Some functions in the re module (such as re.compile()) have a flags parameter which specifies further characteristics of the regular expression. The value of this parameter is added from one or more the following values:

`re.A`	`re.ASCII`	`(?a)`	256	`\w` etc match ASCII characters only (default is that `\w` etc. match Unicode characrters)
	`re.DEBUG`		128	print debug information about compiled regexp
`re.I`	`re.IGNORECASE`	`(?i)`	2	match case insensitively
`re.L`	`re.LOCALE`	`(?L)`	4	`\w` etc. mtach case insensitively depending on the current locale
`re.M`	`re.MULTILINE`	`(?m)`	8	`^` matches start of string or character after new line
`re.S`	`re.DOTALL`	`(?s)`	16	`.` matches all chracters inclusively new line
`re.X`	`re.VERBOSE`	`(?x)`	64	allow to write more readable regexpes.

Simple script

#!/usr/bin/python
import re

re_number = re.compile('\d+')


for i in ['foo', 'bar 42 baz', 'hello', 'etc', '20' ]:

    if re_number.match(i):
       print (i + " is a number")

    if re_number.search(i):
       print (i + " contains a number")
    
    # bar 42 baz contains a number
    # 20 is a number
    # 20 contains a number


print ("---")

for found in re.findall(r'(\w+)\s+(\d+)', 'foo 42 bar 18 baz 19 x'):
    print (found[0] + ': ' + found[1])
    # foo: 42
    # bar: 18
    # baz: 19

print ("---")

print (re.sub(r'\d+', 'XX', 'foo 42 bar 18 baz 19 x'))
# foo XX bar XX baz XX x

Github repository about-python, path: /standard-library/re/script.py

search

re.search() returns a re.Match object.

#!/usr/bin/python

import re

if re.search('\d\d\d', 'one 234 five six'):
   print ("matched")
   # matched
else:
   print ("didn't match")

Github repository about-python, path: /standard-library/re/search-1.py

#!/usr/bin/python

import re

match = re.search('(\d\d\d|\w\w\w)', 'one 234 five s')
if match:
   print (match.group())
   # one
   print (match.group(1))
   # one
else:
   print ("didn't match")

Github repository about-python, path: /standard-library/re/search-2.py

Using if match := re.search… to put the if statement the return value of re.search in one line:

import re

if match := re.search('foo:\s+(\d+),\s+bar:\s+(\d+)', 'hello foo:   42, bar:  1001xyz'):

   print (match.group() )  # foo:   42, bar:  1001
   print (match.group(1))  # 42
   print (match.group(2))  # 1001

Github repository about-python, path: /standard-library/re/search-3.py

findall

#!/usr/bin/python

import re

re_numbers = re.compile('\d+')

for found in re_numbers.findall('foo 42 bar 18 baz 19 x'):
    print (found)
    # 42
    # 18
    # 19

Github repository about-python, path: /standard-library/re/findall.py

Return a list of tuples

In the following example, the pattern contains parantheses.
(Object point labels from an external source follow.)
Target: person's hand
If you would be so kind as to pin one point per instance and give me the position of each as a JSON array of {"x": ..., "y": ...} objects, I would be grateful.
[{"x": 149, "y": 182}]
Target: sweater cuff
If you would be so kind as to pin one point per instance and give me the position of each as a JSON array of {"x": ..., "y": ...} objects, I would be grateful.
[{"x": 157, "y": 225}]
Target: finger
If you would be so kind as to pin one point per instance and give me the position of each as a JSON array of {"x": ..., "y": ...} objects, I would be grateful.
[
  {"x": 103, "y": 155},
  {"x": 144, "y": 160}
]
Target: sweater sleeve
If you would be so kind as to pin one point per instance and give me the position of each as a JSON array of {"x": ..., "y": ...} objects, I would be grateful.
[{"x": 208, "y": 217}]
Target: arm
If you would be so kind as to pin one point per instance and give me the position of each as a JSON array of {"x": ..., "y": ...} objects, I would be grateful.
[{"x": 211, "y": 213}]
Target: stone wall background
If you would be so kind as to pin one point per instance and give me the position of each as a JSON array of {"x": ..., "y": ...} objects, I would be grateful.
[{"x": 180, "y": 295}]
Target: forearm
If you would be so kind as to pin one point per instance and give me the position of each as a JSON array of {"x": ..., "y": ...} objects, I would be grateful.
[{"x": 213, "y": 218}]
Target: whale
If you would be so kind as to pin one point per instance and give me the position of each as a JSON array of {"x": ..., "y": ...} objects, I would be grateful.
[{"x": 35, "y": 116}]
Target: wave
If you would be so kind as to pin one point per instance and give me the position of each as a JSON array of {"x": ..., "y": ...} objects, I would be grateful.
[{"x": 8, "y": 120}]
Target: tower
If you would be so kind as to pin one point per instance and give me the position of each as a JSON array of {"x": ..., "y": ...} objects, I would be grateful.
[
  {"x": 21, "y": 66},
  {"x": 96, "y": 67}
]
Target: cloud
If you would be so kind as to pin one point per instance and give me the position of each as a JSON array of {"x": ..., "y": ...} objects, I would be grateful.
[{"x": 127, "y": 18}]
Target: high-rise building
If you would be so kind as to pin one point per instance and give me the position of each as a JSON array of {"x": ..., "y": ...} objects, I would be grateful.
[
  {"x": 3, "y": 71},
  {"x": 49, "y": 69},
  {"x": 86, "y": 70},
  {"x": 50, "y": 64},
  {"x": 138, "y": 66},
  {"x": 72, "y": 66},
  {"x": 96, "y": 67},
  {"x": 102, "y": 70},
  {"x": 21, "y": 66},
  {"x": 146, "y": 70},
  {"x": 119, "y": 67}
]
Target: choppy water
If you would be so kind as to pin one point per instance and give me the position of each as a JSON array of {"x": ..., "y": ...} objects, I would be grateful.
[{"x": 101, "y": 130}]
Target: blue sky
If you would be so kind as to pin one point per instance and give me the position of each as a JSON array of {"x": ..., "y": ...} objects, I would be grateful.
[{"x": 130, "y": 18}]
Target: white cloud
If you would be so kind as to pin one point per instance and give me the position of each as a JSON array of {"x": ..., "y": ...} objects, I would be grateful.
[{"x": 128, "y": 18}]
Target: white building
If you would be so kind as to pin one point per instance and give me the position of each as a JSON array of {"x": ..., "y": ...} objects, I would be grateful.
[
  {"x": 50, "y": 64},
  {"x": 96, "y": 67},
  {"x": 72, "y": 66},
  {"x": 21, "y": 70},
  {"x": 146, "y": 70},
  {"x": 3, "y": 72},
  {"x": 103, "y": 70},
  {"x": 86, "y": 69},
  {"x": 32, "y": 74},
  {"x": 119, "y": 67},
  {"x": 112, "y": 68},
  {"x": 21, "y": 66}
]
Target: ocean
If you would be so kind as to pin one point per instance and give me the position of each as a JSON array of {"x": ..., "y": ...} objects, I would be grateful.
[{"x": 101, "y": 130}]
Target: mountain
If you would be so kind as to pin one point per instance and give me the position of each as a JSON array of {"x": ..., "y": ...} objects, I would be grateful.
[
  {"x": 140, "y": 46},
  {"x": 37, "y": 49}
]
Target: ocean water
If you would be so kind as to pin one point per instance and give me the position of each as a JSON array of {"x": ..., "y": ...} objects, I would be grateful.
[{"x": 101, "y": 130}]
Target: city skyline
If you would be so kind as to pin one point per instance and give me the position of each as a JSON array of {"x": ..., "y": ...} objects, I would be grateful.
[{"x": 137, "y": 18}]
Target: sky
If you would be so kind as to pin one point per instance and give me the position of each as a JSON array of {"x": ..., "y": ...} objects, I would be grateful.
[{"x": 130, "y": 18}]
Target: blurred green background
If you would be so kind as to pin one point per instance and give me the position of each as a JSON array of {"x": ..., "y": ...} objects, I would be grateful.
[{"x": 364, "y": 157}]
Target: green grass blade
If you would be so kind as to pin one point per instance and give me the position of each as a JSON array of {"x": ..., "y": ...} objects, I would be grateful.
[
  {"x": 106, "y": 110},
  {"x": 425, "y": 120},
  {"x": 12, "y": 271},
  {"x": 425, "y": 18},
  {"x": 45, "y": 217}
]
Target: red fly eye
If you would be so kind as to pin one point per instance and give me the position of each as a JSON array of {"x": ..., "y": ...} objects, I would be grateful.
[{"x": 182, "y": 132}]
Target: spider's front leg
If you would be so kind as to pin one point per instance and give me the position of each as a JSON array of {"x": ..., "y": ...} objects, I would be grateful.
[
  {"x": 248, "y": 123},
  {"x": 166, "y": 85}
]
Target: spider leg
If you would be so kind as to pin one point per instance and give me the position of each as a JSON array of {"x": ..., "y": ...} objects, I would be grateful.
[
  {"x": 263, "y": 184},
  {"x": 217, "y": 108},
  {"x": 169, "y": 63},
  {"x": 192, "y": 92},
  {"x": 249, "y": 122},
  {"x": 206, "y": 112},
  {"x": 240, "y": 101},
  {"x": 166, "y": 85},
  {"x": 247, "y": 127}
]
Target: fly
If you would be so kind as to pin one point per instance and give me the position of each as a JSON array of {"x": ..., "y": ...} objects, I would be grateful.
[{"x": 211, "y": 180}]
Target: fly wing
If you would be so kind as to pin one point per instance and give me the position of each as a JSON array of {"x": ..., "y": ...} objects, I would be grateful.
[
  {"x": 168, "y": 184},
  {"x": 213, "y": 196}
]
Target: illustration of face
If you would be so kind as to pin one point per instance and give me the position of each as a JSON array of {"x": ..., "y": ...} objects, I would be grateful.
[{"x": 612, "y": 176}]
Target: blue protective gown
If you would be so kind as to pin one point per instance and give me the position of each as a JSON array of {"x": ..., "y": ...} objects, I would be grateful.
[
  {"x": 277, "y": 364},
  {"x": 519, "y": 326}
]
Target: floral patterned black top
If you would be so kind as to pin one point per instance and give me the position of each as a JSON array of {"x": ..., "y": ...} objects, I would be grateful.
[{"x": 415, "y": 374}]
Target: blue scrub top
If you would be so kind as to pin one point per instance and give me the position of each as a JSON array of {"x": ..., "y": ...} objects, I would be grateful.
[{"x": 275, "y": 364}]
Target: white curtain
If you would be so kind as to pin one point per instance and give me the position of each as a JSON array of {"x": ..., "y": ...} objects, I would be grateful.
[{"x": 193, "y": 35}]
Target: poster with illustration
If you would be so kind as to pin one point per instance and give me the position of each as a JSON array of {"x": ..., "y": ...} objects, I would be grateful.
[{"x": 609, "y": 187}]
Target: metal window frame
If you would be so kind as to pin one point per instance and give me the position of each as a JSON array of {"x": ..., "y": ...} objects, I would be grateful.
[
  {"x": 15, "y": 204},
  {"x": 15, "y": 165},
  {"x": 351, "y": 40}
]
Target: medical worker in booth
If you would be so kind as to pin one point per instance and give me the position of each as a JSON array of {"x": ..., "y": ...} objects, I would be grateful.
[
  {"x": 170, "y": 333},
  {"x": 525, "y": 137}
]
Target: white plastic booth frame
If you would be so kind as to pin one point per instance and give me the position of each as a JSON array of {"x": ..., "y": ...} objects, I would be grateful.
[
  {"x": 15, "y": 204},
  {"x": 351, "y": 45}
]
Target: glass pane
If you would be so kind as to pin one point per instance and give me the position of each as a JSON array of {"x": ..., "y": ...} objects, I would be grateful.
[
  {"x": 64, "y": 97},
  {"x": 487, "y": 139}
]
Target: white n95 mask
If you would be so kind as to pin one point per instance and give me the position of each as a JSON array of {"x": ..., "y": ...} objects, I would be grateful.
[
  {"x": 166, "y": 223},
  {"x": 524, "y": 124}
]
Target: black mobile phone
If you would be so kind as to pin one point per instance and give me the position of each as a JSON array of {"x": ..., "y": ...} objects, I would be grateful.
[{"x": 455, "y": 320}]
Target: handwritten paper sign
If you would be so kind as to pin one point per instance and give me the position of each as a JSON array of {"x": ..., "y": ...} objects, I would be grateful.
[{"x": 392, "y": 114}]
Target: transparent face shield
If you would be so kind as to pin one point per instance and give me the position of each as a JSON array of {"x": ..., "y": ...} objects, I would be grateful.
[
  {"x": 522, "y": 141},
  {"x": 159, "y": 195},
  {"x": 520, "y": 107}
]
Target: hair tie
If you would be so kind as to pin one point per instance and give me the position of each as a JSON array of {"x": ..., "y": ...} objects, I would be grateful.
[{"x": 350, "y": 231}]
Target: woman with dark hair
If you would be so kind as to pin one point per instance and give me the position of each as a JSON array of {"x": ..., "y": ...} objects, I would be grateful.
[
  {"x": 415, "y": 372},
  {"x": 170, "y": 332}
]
Each match is returned as a tuple where the values of the text matched in the parantheses is captured in the elements of the tuple.

import re
for pair in re.findall('(\w+): (\d+)', 'foo: 42; bar: 99; baz: 0'):
    print(pair[0] + ' = ' + pair[1])

search() vs match()

re.search() searches within the entire text while match() only searches from the text's start.

Both, re.search() and re.match() return a re.Match object.

sub

Replace a range

Replace every character between g and p with an asterik.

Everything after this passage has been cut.